Additionally, over the past number of decades, home prices are up 6x, while median income is 2x. Looking at it from the standpoint of Z's and M's, they feel that buying a house is impossible. Yes, new houses are bigger and nicer than when boomers grew up, so there is some positive impact there, but they are facing a different situation than their parents.
At the same time, travel is actually cheaper. Maybe they will travel more but don’t have a house. Electronics and clothing are cheaper, but cars are more expensive. So, their consumption patterns may change compared to their parents.
Finally, for them, Social Security is viewed as a much less reliable portion of their retirement planning compared to older generations.
Hyland: What ways can you help guide them?
Lester: A lot of this is a matter of framing and not immediate major changes. You can help them feel like they are financially competent savers by getting them to start to save, perhaps through their 401(k) or IRA , even if at a very small level. It helps build muscle memory and it is the start of them becoming a saver instead of a spender. The framing is, “we are going to start somewhere and make it better over time” and not “all or none.” Should they deduct 15% into their 401(k) when they are 30? Yes, but it is more important that they save something and work from there. After all, they have something that boomers and X's do not have when it comes to the retirement process: They have time.

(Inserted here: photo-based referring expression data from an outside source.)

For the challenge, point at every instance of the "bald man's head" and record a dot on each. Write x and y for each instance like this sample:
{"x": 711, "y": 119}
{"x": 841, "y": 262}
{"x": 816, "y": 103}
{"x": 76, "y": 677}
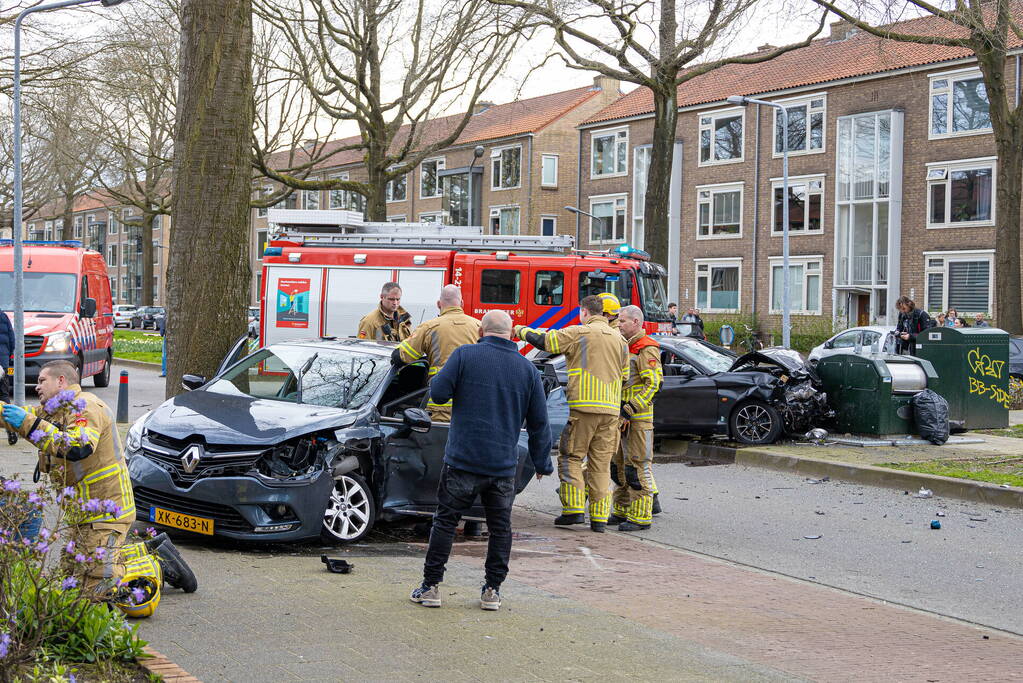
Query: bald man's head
{"x": 496, "y": 323}
{"x": 450, "y": 296}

Hyland: What about in other areas of their financial life?
Lester: You can be that trusted person who helps them control financial impulse. And use stories. Is getting rid of Apple Pay — to cut down on impulse spending — the equivalent of getting rid of the bag of Oreos on the kitchen table? You can explain the hedonic treadmill effect by talking about the process of trading up from a junker to a new car after they get their first real job, to trading up to a newer car with that cool new self-parking feature a few years later only to find out that you don’t like or use the new feature but you do have the new higher payment. They need a mentor.
Hyland: What about talking to existing older clients' children as current or future clients?
Lester: Several issues here. Most people don’t like talking about their money because of how uncomfortable it can be. Many parents will have money shame because they feel they either have too much or too little money. What would be really helpful is to get the parents to talk about money with their children. How transparent parents are with their children can have a huge impact on how these children deal with financial matters as adults. You can help.
This leads to a serious question: Can or will an advisor be willing to take on small accounts for the younger generation? Obviously, this depends on an advisor’s business and book, which may or may not allow them to have small, unprofitable accounts. But an easy way to start building trust with people who eventually may inherit your current customers’ accounts.
Using some stories, a client might have one son who is a young adult with a fairly modest account that the parent’s advisor also handles. They may need advice as to how he would pay for graduate school. Obvious choices being to sell assets or take a loan. The financial advisor earns a lot of trust by being the person to walk him though those options and making recommendations even if the size of the account is well below their normal minimum. A second adult son might be looking at buying a house and has a different set of questions. Does your practice allow you to provide this level of service? If so, this is something you need to consider.